KINNAMAN: Part of it is recognizing the fact that we are going to learn from people we disagree with. Daniel spent three years in Babylon and had to learn the language and literature for at least three years until he was found as a young prophet. How do you discern the difference between being salt and light to the culture versus being trampled by the culture? There are two kinds of courage Daniel demonstrated: the courage to be pure, which is the lion’s den, the diet and his unwillingness to submit to the idols of the age. But he also had the courage to be proximate or close enough to the culture to influence it, to learn the language and literature of Babylon, to protect the pagan philosophers from death in Daniel 2 when the king is beside himself and wants to kill all the pagans.
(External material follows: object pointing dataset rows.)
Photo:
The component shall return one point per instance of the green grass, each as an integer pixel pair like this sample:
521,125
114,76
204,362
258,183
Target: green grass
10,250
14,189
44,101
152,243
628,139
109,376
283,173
That, to me, is the wisdom Scripture gives us to think about our current culture, and I think it’s the wisdom that being salt and light demands of us.
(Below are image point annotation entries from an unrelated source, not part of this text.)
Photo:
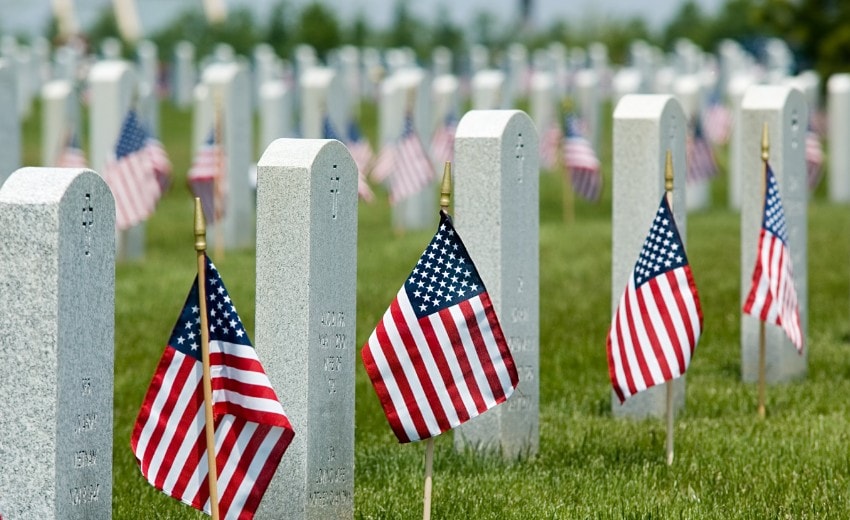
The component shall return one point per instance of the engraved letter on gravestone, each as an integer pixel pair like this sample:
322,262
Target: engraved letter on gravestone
57,285
496,200
306,295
What new opportunities might a “minority” status bring to evangelical Christianity?

KEEHN: If the church’s focus is political in nature (i.e. seeking to influence who runs for president), then being a  “minority” is a status change to be lamented. However, if the church is the assembling of those “called out” — then the church has always been a minority. The “global church” operates this way daily, in a persecuted, minority status; we in America must realize we are now more like them. Yet, the power of the gospel is doing great things in those environments — so I’m looking forward to God’s power manifesting in new ways in our nation.

Also, missionaries have always been a minority in the community they serve. Perhaps the greatest opportunity lies within ourselves to start living as missionaries in our daily lives. We should no longer assume our friends, neighbors, classmates and coworkers already know about Jesus; we have an opportunity to give them this lifechanging truth.
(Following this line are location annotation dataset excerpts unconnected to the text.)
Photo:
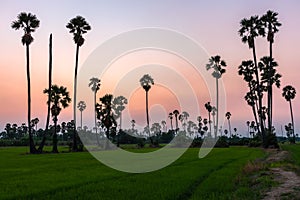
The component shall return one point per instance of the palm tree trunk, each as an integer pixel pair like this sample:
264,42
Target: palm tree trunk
147,115
259,98
54,148
229,126
209,123
75,147
292,118
32,148
97,138
217,104
81,120
49,96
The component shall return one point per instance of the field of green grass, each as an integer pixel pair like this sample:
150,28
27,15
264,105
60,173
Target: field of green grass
80,176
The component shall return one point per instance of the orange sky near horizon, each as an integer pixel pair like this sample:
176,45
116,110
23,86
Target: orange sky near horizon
217,33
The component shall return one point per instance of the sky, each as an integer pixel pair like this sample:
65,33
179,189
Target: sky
212,24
What new challenges might it bring?

KEEHN: It will bring challenges to churches that try to live by the standards of Scripture. We already see churches and faith-based ministries confronted with implications of homosexuality and value-of-life issues. The “swimming upstream” grind will become constant as we stand for truth and values that are contrary to the world around us. Legislation will make “sin” the normal way of life, and to oppose it will make Christians defy the new rules. This will bring unknown economic and personal hardships that American Christians have never experienced before.

David Kinnaman (’96) is president of The Barna Group and author of You Lost Me: Why Young Christians Are Leaving Church … and Rethinking Faith.

Dave Keehn (M.A. ’97) is associate professor of Christian education at Biola’s Talbot School of Theology and pastor of youth and college at South Shores Church in Dana Point, Calif.